7. There is however one other last aspect of the matter which must be considered very carefully. The learned Government Advocate and learned Advocate who represents the second respondents have drawn my attention to one of the latest decisions of the Supreme Court reported in J.A.C.D.R. RODRIGUESES v. LAO, wherein, a Division Bench of the Supreme Court has occasion to refer this very question to a larger Bench. The learned Judges have pointed out that two of the earlier decisions reported in BABU RAM v. STATE OF UP., AIR 1995 SCW 65 and UNION OF INDIA v. KARNAIL SINGH, were cases in which a view has been expressed that the limitation would run from the date on which the award was originally made and that it may not be correct to contend that a successive cause of action arises when each of the subsequent Courts disposes of the matter. In the latest decision, the learned Judges have clearly expressed the difficulty in accepting the earlier view and have therefore referred the matter to a larger Bench. Under these circumstances, it becomes necessary for this Court to pass a conditional order because the position in law is still undecided.

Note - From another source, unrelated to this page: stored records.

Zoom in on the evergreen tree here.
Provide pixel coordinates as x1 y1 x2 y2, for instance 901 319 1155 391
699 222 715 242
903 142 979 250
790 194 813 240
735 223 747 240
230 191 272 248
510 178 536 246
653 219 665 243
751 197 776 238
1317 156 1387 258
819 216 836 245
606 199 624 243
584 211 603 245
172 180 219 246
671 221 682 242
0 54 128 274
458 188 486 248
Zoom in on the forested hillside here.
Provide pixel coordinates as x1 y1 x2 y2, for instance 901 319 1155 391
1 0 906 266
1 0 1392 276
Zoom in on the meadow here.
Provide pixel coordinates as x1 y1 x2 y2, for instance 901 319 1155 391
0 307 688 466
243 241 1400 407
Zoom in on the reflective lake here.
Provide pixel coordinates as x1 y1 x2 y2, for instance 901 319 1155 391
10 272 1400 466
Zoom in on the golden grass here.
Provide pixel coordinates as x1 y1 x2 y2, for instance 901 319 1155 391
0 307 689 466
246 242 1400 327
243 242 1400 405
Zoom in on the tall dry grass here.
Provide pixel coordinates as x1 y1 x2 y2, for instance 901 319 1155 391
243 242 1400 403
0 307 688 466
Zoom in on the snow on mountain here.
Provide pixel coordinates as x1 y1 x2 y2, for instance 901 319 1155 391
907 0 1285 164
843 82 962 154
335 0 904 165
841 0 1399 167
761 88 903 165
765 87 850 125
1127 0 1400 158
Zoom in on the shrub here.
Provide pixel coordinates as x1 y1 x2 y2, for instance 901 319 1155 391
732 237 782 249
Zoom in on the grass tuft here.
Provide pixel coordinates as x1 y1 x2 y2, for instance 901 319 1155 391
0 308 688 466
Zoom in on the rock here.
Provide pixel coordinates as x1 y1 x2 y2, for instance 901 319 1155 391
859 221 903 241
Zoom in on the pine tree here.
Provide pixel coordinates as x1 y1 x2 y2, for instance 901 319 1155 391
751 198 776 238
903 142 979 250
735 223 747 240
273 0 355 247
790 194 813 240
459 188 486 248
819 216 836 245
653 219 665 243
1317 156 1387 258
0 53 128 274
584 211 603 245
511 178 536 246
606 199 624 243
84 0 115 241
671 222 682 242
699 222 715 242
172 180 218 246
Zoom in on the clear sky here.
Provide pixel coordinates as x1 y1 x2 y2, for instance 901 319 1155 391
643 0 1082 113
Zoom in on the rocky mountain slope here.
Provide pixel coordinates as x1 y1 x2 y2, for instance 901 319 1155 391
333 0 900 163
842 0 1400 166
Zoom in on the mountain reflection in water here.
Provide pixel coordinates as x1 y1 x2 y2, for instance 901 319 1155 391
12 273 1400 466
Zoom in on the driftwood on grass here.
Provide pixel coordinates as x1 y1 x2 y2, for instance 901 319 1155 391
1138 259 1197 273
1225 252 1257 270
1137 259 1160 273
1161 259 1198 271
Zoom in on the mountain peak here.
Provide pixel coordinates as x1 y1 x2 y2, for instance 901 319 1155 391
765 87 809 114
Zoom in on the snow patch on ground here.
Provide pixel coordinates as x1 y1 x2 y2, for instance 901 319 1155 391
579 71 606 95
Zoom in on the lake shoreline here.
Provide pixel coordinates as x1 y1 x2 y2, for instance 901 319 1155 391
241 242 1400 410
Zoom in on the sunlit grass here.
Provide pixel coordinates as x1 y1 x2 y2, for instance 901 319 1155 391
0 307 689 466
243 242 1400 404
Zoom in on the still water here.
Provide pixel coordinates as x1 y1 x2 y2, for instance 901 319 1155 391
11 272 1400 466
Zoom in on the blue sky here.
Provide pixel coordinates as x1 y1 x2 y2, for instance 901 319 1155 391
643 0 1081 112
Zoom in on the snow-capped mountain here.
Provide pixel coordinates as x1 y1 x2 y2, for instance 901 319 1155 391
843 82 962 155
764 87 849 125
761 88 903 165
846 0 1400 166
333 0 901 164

8. The order passed by the Trial Court is set aside and the two cases are remanded to the Trial Court. The original proceedings which were dismissed are restored to file. The Trial court shall however await the decision of the Supreme Court and as soon as the decision is available, depending on the view taken by the Supreme Court the Trial Court shall proceed further in the matter. If the Supreme Court upholds the view that a successive cause of action arises and that it is the date on which the last Court has decided the matter is the material date, then the Land Acquisition Officer shall be directed to award to the petitioners the higher compensation at the rate of Rs. 300/- per gunta which was awarded by the High Court. The petitioners would be entitled to the difference between what was originally awarded to them and the enhanced rate, undoubtedly, the petitioners would be entitled to interest on this amount but as far as this aspect of the matter is concerned, I consider that having regard to the special facts and circumstances of this case, that it would not be fair to burden the State with the heavy burden of interest even if, the petitioners are entitled to the enhanced interest for the period after the date on which the applications were made by them to the Land Acquisition Officer. Accordingly, the petitioners would only be entitled to interest even if they are entitled to enhanced compensation upto 30.12.1986 and 2.12.1986 respectively. I need to need to record here that I am upholding the objection canvassed by the learned Government Advocate and the learned Advocate who represents Respondent No. 2 when they have pointed out that irrespective of the fact that the petitioners may be entitled to the enhanced compensation, that the respondents should not be burdened with the payment of heavy interest for several years because the applicants came forward at a very late stage. This objection to my mind, is reasonable and it is on that basis that I have prescribed the cut-off date.
9. The Civil Revision Petitions accordingly succeed and stand disposed of. No order as to costs.